One day after wrapping the “24” finale, Gordon and fellow “24” exec producer Gansa met at an L.A. coffee shop and began writing the pilot on spec. The series, which bows Oct. 2 in Showtime’s coveted post-“Dexter” slot, covers the same ground as on “24” but this time the war-on-terror depictions are more gritty and based less on imagination.
“Both ’24’ and ‘Homeland’ are about terrorism and a counterterrorist, in particular, but the world today is a very different world than the one Jack Bauer occupied when we first came on the scene,” explains Gordon from his office on the Fox lot, where he occupies the so-called “haunted house” suite formerly used by Shawn Ryan and David E. Kelley. “As compelling as the real-time premise of ’24’ was, it was also outlandish. ’24’ was a very pulpy kind of experience. ‘Homeland’ exists in a place that feels more real and more threatening.”
In the aftermath of the Sept. 11, 2001, terrorist attacks, film and TV auds have largely avoided fare that has hewed too closely to the evening news. Despite big-name talent and positive reviews, pics such as “In the Valley of Elah” and “Rendition” and skeins like “Over There” met a tepid response.
But Gansa insists that as attitudes about the terrorist threat are beginning to change, so too must the content that depicts it.
“In the wake of 9/11, there was this idea in America that we must respond to the threat of terrorism in a muscular, powerful kind of way, and that was Jack Bauer and ’24,’ ” says Gansa. “Ten years later, Osama Bin Laden has been found and killed, and the country is taking stock. Did we react overact? Our thinking as a society has evolved.”
It was no surprise that Fox, where Gordon has his deal, bought the pilot spec, hoping to marry the series with a broadcast network given that the long-term economics are better for such arrangements. But Gordon and Gansa always hoped for a cable network home. The pilot drew interest from both broadcast and cable, but newly esconced Showtime prexy David Nevins made the biggest play.
“It really needed to be on a network that would allow certain content that we had in mind,” says Gordon, who is doing double duty as showrunner and exec producer of NBC’s midseason drama “Awake.” “It’s not so much about the nudity and swearing,” which is plentiful, “it’s that you don’t have to write to these artificial act breaks, which tend to be a disruptive thing. It creates an artificial necessity to bring the story to certain pitched places that weren’t really conducive to this particular story. (The show) is slow-boiling psychological drama. We hope the audience is in this sort of hypnotic state, and the idea of having to leave that for a commercial break didn’t really work for this concept.”

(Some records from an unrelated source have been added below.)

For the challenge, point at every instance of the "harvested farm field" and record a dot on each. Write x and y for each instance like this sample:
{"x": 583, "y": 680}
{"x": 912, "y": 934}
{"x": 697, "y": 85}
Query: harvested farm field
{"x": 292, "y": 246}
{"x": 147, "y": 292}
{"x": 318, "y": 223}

Gordon says it has taken a decade for Stateside viewers to be ready to delve into a series like “Homeland,” which broaches the possibility of a rescued American POW having flipped to the enemy’s side.
” ‘Homeland’ could not have happened in the direct wake of 9/11,” says Gordon. “This show asks the question: Where are we now and what should we be afraid of? (Ten years ago), we all knew what we needed to be afraid of. A lot of us aren’t so sure now.”